From an internal point of view, I suppose every one of us has reached the point where we ran out of ideas. This is even worse for creative professionals than those in other fields.
The reason is, a creative profession usually isn’t a profession that’s full of the same routines every day.
Take those high-profile authors for example, not all of their works would get the same achievements. J.K Rowling’s works are not only Harry Potter, but her other works are also not as successful. Jostein Gaarder, the author of Sophie’s World (the book that saved my life), also doesn’t have other books that are as unique as Sophie’s World.
“Dear Hilde, if the human brain was simple enough for us to understand, we would still be so stupid that we couldn’t understand it. Love, Dad.”
— Jostein Gaarder, Sophie’s World
Obviously, there are many other factors that contribute to the success of a novel, but then again, creative products are hand-made products (or even mind-made) that will not be identical to one another like mass products.
From an external point of view, bosses and clients can also have an impact on the inconsistency of creative professionals.
As an example, a designer has submitted a sleek and elegant visual draft, but since the bosses or clients have um, cheap taste – like what’s shown in the majority of political ads – the end result must be revised to match the clients’ or bosses’ desire.
On the flipside, when the designer has no ideas, but the clients have a minimalist yet an eye-catching concept, the end result could be more remarkable than his/her other works with the other clients.
With all those challenges, what are the most striking difference between a creative professional that has a ton of experience and another who is just starting out, especially when there are inconsistency and subjectivity factors that have a big impact?
To be honest, I could be wrong on this one, but from my experience writing and working closely with graphic designers, an experienced creative professional usually can come up with more unique ideas more quickly than those who are just starting out.
The skills and techniques will also differ much between them since experience is always influential towards all our life skills.
To illustrate, I like to think of a creative professional as a chef. A junior chef might only know that fish could be just cooked by grilling.
Meanwhile, a senior chef knows better that there are many other ways or even dares to try other new cooking methods in order to serve unique dishes that have never existed before.
Lastly, because they have met and worked together with more clients, experienced creative professionals are more likely better in understanding their clients’ requests because they have dealt with various kinds of clients and requests ranging from weird to impossible, to clients that are very fun to work with and able to understand the creative process.
So, for those of you who are just starting out, or would like to start a career as a creative professional, you might probably continue to face these five challenges while working in this field.

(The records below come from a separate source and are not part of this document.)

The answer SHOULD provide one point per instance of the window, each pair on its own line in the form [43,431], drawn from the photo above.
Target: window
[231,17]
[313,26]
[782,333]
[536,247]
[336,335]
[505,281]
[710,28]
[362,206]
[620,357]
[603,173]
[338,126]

However, keep sharpening your skills and improving your experience – I believe one day you would undergo a drastic change regarding the way you’d think creatively.
At the end of the day, I know very well that when compared to business or technical professionals, creative professionals oftentimes are the most underestimated as well as underpaid, LOL (which itself can be another challenge), yet I love creative work since there are no other professions that are as dynamic in expressing logic and tastes so harmoniously.